Looking For More Blueberry Recipes?
- Blueberry crumb bars
- Healthy blueberry oatmeal muffins
- Blueberry pancake bread
- Lemon bars with blueberry
- Blueberry lemon cake
Watch how to make blueberry swirl cheesecake bars here:
Blueberry Swirl Cheesecake Bars
The Blueberry Coulis
- 1 cup blueberry (150 g)
- 1/4 cup sugar (50 g)
- 2 tbsp lemon juice
- 1 1/2 cup digestive biscuits crumbs (150 g)
- 3/4 cup unsweetened desiccated coconut (60 g)
- zest of 1 lemon
- 1/3 cup unsalted butter (80 g), melted
The Cheesecake Filling
- 16 oz full fat cream cheese (450 g), room temperature
- 1 1/4 cup sour cream (285 g), room temperature
- 1 cup sugar (200 g)
- 3 tbsp all purpose flour (24 g)
- 1 1/2 tbsp lemon juice
- 1 tsp vanilla extract
- 3 large eggs , room temperature
The Blueberry Coulis
- Add all of the ingredients into a pan and bring it to a simmer on medium heat. Continue simmering for 5 minutes of until the blueberries start to break down and the sauce thickens. Using a spatula, mash them into fine texture.
- Heat off, pour coulis into a bowl and set aside to cool completely before using.
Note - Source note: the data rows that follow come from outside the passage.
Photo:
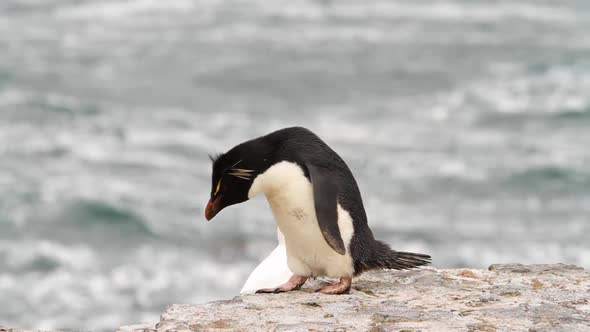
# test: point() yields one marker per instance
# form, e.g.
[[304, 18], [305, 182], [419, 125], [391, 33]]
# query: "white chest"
[[290, 196]]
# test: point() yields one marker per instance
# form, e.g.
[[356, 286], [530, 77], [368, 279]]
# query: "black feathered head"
[[234, 172]]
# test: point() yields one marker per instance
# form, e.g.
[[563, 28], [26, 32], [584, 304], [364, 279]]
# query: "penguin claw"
[[294, 283], [342, 287]]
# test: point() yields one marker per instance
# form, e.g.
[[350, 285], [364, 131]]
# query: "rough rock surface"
[[510, 297]]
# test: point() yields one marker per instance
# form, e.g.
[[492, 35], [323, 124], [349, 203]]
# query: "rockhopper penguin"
[[316, 203]]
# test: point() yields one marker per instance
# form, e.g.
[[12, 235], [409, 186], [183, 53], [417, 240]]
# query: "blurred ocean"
[[466, 123]]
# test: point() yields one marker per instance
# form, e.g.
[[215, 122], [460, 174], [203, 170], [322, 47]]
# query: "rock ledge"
[[511, 297]]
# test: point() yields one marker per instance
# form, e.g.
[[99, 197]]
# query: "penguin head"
[[233, 175]]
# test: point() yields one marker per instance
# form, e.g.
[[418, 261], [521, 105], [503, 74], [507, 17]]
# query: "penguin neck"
[[276, 179]]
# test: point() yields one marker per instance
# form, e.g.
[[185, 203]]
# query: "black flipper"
[[325, 194]]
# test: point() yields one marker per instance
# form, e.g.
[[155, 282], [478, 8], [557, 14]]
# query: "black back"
[[303, 147]]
- Mix everything well and pour the mixture into a 9 inch (23 cm) square pan that has been buttered and lined with a parchment paper. Place in the freezer for 30 minutes.
The Cheesecake Filling
- Put cream cheese into another bowl and using a hand held mixer, whisk just until it gets creamy. Now add in sour cream, sugar, all purpose flour, lemon juice, vanilla extract and mix everything well. Set aside.
- Break the eggs into a different bowl and lightly whisk them. Pour the eggs into the cream cheese mixture and using a spatula, fold and mix everything together. Pour the mixture into our prepared pan and spread evenly using an offset spatula.
- Now spoon the blueberry coulis randomly on top. Make swirls and then gently shake the pan to even out the top surface.
- Bake in a preheated oven (no fan) at 285ºF (140ºC) for 55 minutes or until the surrounding has set but the center still wiggle when you gently shake the pan. Remove from the oven and cool completely. Then chill in the fridge for min 8 hours before slicing and serving. Enjoy!
- Note: please refer to my tips above on how to prevent the cheesecake from cracking.